Por: Jesús Alarcón
México vive un periodo de transición energética, pero no en la dirección esperada. El Estado pretende fortalecer a la CFE para que esta empresa productiva del Estado sea un agente económico preponderante en el mercado, muy similar a como fue de 1975 a 1992. Además, contrario al deber ser, no se están planeando cambios sustantivos al interior de la Comisión, o acciones que impulsen su eficiencia y productividad, sino que están frenando la participación de los particulares y la inversión en energías renovables.
Las autoridades justifican estas medidas como la solución a la Reforma Energética de 2013, pero en lo concerniente a esta connotación, el “recuento de los daños” de la reforma constitucional fue de 20 mil millones de dólares invertidos y 600 mil empleos creados entre 2013 y 2018, así como del incremento de 42% en la capacidad instalada de energías limpias.
Mas allá del cambio de sentido en materia energética, la forma de regular por parte del gobierno de México genera incertidumbre, pues a través de normas administrativas de menor jerarquía jurídica, como son los acuerdos, pretende impulsar una nueva política energética que contraviene lo dispuesto en las leyes y reglamentos vigentes.
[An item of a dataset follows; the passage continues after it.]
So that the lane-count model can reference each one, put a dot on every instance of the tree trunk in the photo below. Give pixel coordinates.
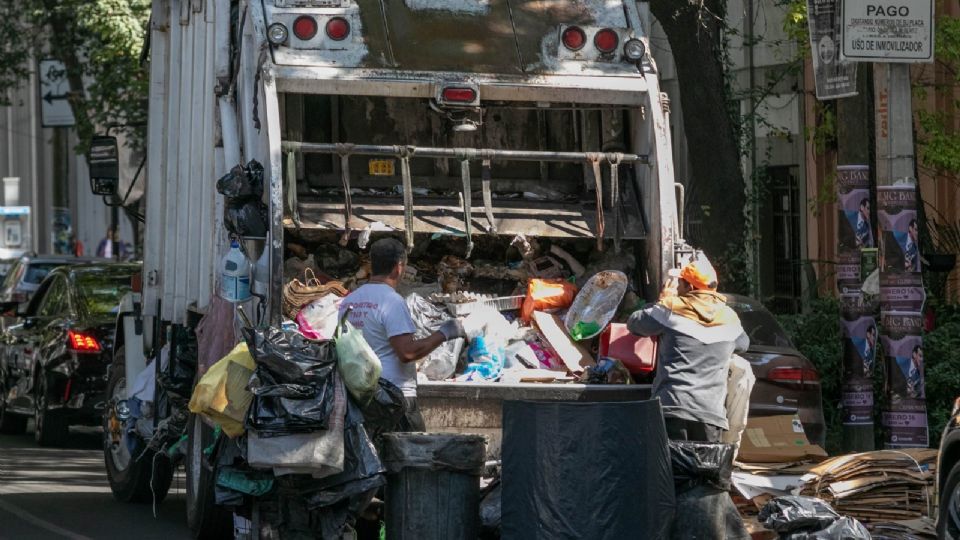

Esto ha ocasionado que se cuestione la continuidad de varios proyectos de inversión por parte del sector privado que representan más de 30 mmdd, la creación de 78 mil empleos y la construcción de 169 plantas eólicas y solares.
México es un claro ejemplo de que, para impulsar la transición energética, se debe contar con la participación de todos los sectores: gobierno, academia, sociedad civil y empresas privadas. Para ello, se requiere la construcción de un marco regulatorio robusto y con apego a derecho, el cual genere certidumbre jurídica y confianza entre los agentes económicos. Bajo estas condiciones, la inversión fluirá, se crearán más empleos y se protegerá al medio ambiente.